- Interactive map of Andhalgaon
- Coordinates: 21°21′22″N 79°37′09″E﻿ / ﻿21.356060°N 79.619118°E
- Country: India
- State: Maharashtra
- Region: Vidharba
- District: Bhandara
- Taluka: Mohadi

Government
- • Type: Gram Panchayat
- • Body: Andhalgaon Grampanchayat
- Elevation: 273 m (896 ft)

Population (2011)
- • Total: 6,309
- Demonym: Andhalgaonwasi

Languages
- • Official: Marathi
- • Additional Official: English
- Time zone: UTC+5:30 (IST)
- PIN: 441914
- Telephone code: +917197
- Vehicle registration: MH-36

= Andhalgaon =

Andhalgaon is the village in Mohadi Taluka of Bhandara District of Maharashtra, India. According to the 2011 census it has a population of 6309 living in 1425 households.

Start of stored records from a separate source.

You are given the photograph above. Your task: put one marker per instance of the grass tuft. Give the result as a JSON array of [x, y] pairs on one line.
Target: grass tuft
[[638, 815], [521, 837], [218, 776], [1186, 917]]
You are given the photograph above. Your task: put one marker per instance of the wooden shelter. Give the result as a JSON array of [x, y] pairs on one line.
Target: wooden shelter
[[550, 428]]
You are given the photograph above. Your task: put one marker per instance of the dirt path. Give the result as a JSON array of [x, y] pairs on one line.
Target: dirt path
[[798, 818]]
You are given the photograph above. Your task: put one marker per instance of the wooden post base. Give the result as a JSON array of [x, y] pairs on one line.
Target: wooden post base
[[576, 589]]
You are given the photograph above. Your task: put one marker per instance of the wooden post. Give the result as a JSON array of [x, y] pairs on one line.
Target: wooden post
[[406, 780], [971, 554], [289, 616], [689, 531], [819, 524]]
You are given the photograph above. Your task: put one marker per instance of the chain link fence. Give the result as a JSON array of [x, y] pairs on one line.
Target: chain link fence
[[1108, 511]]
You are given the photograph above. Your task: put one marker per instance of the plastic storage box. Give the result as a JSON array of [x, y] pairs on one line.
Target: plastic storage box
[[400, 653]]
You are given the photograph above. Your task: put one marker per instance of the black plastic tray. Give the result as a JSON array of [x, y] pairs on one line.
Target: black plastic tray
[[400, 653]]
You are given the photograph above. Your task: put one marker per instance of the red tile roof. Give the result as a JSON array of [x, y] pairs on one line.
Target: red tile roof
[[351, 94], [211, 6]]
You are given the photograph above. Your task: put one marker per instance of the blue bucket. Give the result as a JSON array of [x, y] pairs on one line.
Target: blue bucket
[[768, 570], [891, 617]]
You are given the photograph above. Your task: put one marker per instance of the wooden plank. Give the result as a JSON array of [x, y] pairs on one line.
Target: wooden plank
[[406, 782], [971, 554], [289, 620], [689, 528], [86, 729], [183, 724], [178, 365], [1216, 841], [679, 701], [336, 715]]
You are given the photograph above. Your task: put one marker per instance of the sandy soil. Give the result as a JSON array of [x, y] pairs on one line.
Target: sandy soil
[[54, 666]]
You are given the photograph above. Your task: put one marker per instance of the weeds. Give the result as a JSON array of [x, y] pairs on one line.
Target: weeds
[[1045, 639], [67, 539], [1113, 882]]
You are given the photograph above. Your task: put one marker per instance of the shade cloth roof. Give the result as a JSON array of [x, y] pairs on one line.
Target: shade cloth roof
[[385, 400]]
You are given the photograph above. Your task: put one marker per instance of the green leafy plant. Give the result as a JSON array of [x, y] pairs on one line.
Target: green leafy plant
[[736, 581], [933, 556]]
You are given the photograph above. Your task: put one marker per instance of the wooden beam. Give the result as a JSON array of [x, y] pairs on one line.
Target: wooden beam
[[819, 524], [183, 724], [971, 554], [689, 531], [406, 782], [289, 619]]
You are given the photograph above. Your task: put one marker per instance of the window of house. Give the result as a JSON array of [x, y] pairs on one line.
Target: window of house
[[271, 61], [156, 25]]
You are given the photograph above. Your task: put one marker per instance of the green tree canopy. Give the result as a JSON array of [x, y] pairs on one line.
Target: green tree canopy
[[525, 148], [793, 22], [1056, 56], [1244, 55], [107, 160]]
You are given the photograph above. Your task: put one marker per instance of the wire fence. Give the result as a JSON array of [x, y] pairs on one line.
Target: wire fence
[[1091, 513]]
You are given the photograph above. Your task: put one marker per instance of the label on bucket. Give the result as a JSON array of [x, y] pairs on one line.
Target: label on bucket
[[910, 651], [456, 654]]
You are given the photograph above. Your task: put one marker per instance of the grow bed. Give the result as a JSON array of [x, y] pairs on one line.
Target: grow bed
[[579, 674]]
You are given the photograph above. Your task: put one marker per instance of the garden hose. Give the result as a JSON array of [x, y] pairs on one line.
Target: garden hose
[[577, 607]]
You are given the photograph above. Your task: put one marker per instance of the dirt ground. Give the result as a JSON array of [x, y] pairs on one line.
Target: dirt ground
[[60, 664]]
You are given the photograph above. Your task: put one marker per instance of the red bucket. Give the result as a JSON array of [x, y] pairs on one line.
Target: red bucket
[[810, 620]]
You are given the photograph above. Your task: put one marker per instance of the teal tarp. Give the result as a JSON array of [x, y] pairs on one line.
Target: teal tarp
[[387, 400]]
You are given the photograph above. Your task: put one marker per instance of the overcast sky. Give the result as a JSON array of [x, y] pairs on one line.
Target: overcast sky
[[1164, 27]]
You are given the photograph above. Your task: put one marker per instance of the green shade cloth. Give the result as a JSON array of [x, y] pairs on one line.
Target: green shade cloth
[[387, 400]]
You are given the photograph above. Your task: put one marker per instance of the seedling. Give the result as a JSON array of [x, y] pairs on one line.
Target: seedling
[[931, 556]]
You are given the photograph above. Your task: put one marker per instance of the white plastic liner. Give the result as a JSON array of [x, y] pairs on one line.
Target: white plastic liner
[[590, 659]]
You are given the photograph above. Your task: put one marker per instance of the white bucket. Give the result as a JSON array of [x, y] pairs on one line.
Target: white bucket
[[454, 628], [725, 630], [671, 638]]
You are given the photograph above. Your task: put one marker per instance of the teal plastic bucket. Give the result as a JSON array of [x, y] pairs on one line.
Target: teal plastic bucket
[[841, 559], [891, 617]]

This village is 9 km away from tehsil place and 29 km from Bhandara district. In the center of village one Durga mata mandir and just back side the police station is there. In near this Durga mata mandir the "Bhagwat Saptah" celebrated by the village people. This village is main market for nearer villagers. This village is famous for silk. The village is famous for Vidarbha karavati tassar silk saree, after farming silk business is the second largest business in the village. People from different parts of India come to visit this silk business and buying silk stuff here. The early start to enter into village the school Zilla Parishd High School, Junior College & Jijamata Convent situated. In school there are Mahatma Gandhi statue and beautiful garden. This is one of the most beautiful school in the district. It is a politically strong village in the district. There are groups of communities like Teli, Kunbi, koshti, Buddhist & less proportion of Muslims. The majors peoples having surname are Karemore, Burade, Sonkusare, Patil, Nimje, Nipane, Ninave, Selokar, Badwaik & so on. One day, it will be prime developed village in the district.